7 mai 2019 > Les cinq principaux partis nord-irlandais se sont enfin réunis pour sortir de l'impasse politique dans laquelle est tombée l'Irlande du Nord, dépourvue de gouvernement depuis deux ans. Les négociations sont toujours en cours pour restaurer l'exécutif local au moment de l'écriture de ce guide en juin 2019.

23 juillet 2019 > Boris Johnson, du parti conservateur et partisan d'un hard brexit prend les fonctions de Premier ministre. Il risque de remettre en question la possibilité d'un backstop entre l'Irlande du Nord et la république d'Irlande. Il défend en effet l'idée du " No Deal ".

Des origines à nos jours
Le melting pot des origines

Les archéologues datent l'apparition de l'homme sur l'île d'Irlande aux environs de 8000 avant J.-C. (période mésolithique). Diverses populations provenant d'Ecosse s'installèrent au nord-est du pays, sur les rives du Lough Neagh et de la Bann où quelques silex taillés ont été retrouvés.

C'est au cours de la période néolithique, de 4000 à 2000 avant J.-C. que de nouvelles populations provenant de Grande-Bretagne et de Méditerranée se mêlèrent aux premiers occupants et commencèrent à se sédentariser. La datation de l'arrivée des Gaëls, peuple celtique, n'est pas encore vraiment établie. Certains la date de moins 100 ans avant notre ère, d'autres du XIIIe siècle avant J.-C., hypothèse que semblent venir conforter les similitudes entre l'art mégalithique et l'art celtique.

Les choses changèrent avec l'arrivée de saint Patrick sur l'île en 432. Grand pasteur de l'Irlande, il lui donna ainsi, en une trentaine d'années, son identité chrétienne. Capturé par des pirates irlandais, aux environs de 430, saint Patrick garda des moutons pendant plusieurs années dans le comté d'Antrim. Après son évasion, une vision le poussa à aller évangéliser les habitants. Il réussit, dit-on, à convertir plusieurs rois. Mais cette christianisation de l'Irlande s'était faite sans organisation politique centralisatrice, si bien que les Vikings, au VIIIe siècle, mieux armés et plus aptes au combat, réussirent en plusieurs attaques successives à soumettre la population et à s'installer sur plusieurs sites stratégiques.

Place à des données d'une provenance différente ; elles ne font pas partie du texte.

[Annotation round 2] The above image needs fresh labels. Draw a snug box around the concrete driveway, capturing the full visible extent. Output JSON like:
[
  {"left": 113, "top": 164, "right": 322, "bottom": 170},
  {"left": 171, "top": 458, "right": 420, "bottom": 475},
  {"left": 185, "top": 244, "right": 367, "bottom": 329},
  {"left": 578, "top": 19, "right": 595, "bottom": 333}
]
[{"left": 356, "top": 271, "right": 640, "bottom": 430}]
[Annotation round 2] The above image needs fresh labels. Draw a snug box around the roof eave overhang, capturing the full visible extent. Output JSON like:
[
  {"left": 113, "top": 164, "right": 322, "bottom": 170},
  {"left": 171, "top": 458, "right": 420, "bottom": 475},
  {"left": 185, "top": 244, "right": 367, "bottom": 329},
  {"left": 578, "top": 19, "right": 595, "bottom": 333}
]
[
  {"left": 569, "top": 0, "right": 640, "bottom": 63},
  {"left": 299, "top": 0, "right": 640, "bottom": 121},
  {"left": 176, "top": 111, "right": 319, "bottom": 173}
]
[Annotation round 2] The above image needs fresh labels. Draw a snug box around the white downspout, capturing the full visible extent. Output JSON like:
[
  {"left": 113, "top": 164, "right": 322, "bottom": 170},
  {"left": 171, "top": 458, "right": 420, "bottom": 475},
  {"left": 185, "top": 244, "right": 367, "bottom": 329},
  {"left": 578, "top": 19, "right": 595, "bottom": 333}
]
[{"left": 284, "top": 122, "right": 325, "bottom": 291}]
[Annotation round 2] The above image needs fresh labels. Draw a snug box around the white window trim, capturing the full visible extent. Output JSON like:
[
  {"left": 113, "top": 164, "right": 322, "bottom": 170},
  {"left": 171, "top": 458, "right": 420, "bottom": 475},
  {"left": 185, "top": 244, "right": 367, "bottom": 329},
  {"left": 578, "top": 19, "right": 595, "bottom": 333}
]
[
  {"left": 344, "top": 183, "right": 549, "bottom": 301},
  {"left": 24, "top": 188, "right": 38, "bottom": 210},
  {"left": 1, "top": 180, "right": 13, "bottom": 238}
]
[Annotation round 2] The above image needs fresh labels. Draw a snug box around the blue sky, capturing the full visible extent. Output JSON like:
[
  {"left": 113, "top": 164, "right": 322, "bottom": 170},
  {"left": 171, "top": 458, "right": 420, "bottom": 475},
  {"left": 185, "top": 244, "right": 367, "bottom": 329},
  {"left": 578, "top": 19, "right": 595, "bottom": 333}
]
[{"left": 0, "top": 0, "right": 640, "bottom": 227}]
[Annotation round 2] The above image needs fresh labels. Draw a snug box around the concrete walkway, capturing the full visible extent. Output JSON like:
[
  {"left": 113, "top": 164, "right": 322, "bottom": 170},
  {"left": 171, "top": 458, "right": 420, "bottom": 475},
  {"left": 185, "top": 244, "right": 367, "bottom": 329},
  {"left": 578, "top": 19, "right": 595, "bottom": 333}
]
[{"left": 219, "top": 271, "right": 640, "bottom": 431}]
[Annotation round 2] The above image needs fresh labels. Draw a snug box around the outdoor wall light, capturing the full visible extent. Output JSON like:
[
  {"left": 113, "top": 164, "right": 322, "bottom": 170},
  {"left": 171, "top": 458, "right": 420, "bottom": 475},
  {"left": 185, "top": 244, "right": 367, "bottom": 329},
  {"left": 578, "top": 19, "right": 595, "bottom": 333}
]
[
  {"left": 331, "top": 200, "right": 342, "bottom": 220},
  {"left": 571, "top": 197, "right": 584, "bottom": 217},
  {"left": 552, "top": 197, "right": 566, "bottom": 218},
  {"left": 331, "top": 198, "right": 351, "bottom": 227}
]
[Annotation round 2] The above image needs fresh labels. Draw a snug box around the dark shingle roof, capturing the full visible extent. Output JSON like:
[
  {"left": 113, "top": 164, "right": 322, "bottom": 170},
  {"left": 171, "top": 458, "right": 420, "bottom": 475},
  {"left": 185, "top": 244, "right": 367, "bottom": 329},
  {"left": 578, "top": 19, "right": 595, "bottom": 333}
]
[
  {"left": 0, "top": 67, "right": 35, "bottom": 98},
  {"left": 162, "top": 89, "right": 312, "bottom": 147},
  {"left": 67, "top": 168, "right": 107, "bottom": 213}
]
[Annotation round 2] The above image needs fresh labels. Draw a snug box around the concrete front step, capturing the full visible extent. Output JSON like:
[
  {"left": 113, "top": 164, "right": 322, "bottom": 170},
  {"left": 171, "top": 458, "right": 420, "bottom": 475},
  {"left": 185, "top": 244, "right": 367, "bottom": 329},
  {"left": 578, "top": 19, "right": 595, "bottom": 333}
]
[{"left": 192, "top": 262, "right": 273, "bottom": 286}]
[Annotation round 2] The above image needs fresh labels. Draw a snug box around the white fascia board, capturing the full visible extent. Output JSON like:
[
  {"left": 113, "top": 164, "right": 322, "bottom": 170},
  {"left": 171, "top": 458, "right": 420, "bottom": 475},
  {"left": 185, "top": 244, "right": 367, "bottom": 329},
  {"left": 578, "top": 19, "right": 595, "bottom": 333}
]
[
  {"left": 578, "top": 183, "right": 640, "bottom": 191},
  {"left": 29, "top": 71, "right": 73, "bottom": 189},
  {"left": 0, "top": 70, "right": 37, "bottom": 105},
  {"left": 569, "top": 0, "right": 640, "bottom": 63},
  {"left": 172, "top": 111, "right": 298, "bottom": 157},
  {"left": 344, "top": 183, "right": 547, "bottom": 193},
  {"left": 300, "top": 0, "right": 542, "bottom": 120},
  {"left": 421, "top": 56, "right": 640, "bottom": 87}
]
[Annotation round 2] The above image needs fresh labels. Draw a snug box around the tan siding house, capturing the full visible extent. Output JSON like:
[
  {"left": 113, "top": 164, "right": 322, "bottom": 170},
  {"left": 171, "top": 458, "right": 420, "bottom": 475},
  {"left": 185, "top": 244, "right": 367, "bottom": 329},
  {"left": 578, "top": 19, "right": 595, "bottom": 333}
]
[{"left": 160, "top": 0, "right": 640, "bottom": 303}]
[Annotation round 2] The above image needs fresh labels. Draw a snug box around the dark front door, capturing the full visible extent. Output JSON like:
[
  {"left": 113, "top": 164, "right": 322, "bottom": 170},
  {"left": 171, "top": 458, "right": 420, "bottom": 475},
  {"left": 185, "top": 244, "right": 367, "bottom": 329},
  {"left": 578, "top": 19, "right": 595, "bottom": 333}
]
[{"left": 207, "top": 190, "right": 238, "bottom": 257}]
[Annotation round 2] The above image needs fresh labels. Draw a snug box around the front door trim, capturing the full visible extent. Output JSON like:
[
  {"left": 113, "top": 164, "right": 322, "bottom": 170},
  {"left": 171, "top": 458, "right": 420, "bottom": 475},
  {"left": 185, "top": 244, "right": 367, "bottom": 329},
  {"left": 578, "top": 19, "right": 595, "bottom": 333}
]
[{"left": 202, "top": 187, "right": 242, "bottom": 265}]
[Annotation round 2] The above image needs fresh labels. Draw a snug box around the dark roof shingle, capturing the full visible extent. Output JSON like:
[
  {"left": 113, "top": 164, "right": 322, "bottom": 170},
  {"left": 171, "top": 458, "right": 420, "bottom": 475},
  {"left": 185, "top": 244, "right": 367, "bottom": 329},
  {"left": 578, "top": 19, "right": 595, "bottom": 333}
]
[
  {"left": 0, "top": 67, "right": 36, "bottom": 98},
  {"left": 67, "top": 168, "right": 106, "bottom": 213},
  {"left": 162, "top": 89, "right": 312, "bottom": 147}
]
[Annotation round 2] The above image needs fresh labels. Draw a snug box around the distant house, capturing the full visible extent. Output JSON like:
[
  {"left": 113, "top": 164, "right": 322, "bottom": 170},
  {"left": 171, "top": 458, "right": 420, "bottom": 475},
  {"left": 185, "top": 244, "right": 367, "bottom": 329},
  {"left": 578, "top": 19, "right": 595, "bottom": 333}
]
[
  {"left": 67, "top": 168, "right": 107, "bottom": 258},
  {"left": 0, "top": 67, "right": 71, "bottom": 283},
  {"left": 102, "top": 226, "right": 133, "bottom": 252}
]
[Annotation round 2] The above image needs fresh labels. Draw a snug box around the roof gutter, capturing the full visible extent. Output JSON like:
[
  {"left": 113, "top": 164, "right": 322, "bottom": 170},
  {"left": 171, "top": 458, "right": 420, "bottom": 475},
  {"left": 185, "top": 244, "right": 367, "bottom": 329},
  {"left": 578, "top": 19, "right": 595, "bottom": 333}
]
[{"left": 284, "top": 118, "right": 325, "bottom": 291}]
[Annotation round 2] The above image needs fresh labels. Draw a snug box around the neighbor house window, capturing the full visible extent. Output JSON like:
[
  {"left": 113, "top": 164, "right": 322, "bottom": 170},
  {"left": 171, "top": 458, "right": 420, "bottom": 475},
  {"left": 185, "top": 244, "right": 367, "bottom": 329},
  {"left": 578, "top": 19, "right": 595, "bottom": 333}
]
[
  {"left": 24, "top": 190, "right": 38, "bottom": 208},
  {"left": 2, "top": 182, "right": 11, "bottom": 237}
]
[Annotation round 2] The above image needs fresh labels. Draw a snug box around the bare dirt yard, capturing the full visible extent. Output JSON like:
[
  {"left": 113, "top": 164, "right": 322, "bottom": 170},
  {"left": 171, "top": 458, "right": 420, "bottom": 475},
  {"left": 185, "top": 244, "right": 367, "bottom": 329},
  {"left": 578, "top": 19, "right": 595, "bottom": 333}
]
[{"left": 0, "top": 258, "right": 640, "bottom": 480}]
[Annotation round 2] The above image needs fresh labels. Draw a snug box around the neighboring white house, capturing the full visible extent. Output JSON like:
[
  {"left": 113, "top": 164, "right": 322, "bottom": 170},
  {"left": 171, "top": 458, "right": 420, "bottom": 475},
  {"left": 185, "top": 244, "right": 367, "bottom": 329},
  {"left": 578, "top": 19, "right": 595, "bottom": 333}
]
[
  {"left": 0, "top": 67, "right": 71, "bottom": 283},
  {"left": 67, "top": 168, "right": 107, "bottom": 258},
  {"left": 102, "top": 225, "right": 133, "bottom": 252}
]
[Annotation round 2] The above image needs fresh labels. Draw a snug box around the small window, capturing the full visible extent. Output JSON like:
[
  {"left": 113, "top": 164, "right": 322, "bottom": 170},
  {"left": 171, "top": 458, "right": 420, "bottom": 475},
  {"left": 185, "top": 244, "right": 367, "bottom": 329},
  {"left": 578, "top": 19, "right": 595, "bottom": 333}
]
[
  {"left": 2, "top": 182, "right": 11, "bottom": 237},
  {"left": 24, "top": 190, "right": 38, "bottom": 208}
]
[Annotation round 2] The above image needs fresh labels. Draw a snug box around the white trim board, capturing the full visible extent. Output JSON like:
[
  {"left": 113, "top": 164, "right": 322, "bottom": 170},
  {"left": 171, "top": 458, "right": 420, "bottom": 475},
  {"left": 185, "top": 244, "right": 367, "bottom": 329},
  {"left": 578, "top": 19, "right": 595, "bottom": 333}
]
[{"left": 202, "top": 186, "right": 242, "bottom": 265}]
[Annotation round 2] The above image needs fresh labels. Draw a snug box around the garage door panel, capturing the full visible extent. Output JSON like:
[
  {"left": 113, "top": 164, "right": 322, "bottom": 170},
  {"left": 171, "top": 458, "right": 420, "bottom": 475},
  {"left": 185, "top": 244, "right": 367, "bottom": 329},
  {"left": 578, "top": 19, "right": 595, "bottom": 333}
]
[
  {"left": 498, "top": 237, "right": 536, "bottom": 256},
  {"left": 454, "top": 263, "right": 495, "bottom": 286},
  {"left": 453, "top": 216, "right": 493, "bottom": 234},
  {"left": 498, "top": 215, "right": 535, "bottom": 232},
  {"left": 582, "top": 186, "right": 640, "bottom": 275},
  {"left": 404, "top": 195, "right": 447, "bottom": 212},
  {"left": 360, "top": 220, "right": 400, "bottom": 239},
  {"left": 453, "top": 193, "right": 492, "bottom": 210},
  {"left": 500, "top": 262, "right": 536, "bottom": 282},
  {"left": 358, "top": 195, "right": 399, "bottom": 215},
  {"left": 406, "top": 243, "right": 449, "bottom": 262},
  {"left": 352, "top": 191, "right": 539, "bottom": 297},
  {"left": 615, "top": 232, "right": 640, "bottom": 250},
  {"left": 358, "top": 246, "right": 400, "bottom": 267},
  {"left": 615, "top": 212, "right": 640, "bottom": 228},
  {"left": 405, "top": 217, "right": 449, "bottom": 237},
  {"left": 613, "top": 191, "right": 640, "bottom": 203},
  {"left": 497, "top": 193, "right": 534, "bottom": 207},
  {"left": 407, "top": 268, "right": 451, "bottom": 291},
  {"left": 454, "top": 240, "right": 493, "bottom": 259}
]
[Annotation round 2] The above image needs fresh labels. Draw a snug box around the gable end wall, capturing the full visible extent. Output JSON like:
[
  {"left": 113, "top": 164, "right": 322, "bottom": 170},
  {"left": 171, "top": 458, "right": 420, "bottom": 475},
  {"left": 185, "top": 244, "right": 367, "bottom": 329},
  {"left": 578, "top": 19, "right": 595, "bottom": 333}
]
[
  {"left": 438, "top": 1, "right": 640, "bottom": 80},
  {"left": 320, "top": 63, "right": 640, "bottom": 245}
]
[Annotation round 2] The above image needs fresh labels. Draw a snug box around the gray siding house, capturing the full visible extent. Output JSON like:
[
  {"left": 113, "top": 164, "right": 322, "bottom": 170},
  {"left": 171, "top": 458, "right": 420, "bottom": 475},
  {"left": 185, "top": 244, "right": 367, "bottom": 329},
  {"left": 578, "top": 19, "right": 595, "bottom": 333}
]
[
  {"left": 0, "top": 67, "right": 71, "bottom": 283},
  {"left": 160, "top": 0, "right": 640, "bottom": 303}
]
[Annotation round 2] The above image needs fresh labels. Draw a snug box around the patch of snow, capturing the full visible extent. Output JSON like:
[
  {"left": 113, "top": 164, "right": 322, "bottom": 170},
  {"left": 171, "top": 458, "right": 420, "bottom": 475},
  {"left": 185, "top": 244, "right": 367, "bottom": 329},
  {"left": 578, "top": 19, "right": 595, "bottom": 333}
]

Jusqu'aux IXe et Xe siècles, l'Irlande fut marquée par des combats incessants contre l'envahisseur viking, qui pillait les richesses des sites monastiques. Fort de ce désordre politique, le roi d'Angleterre Henri II (1133-1189), avec l'appui du pape Adrien IV, se décida à coloniser le pays avec l'aide des barons normands en quête de terres et d'aventures.

La domination anglaise

En 1182, Henri II, bien décidé à ne pas tolérer les velléités d'indépendance de ses barons, traversa la mer jusqu'en Irlande, à la tête d'une puissante armée. Il instaura une suzeraineté d'Irlande qui devait durer près de 400 ans. En 1536, le roi d'Angleterre devint chef de l'Eglise d'Angleterre et, en 1541, Henri VIII ajouta à son titre de roi d'Angleterre celui de roi d'Irlande.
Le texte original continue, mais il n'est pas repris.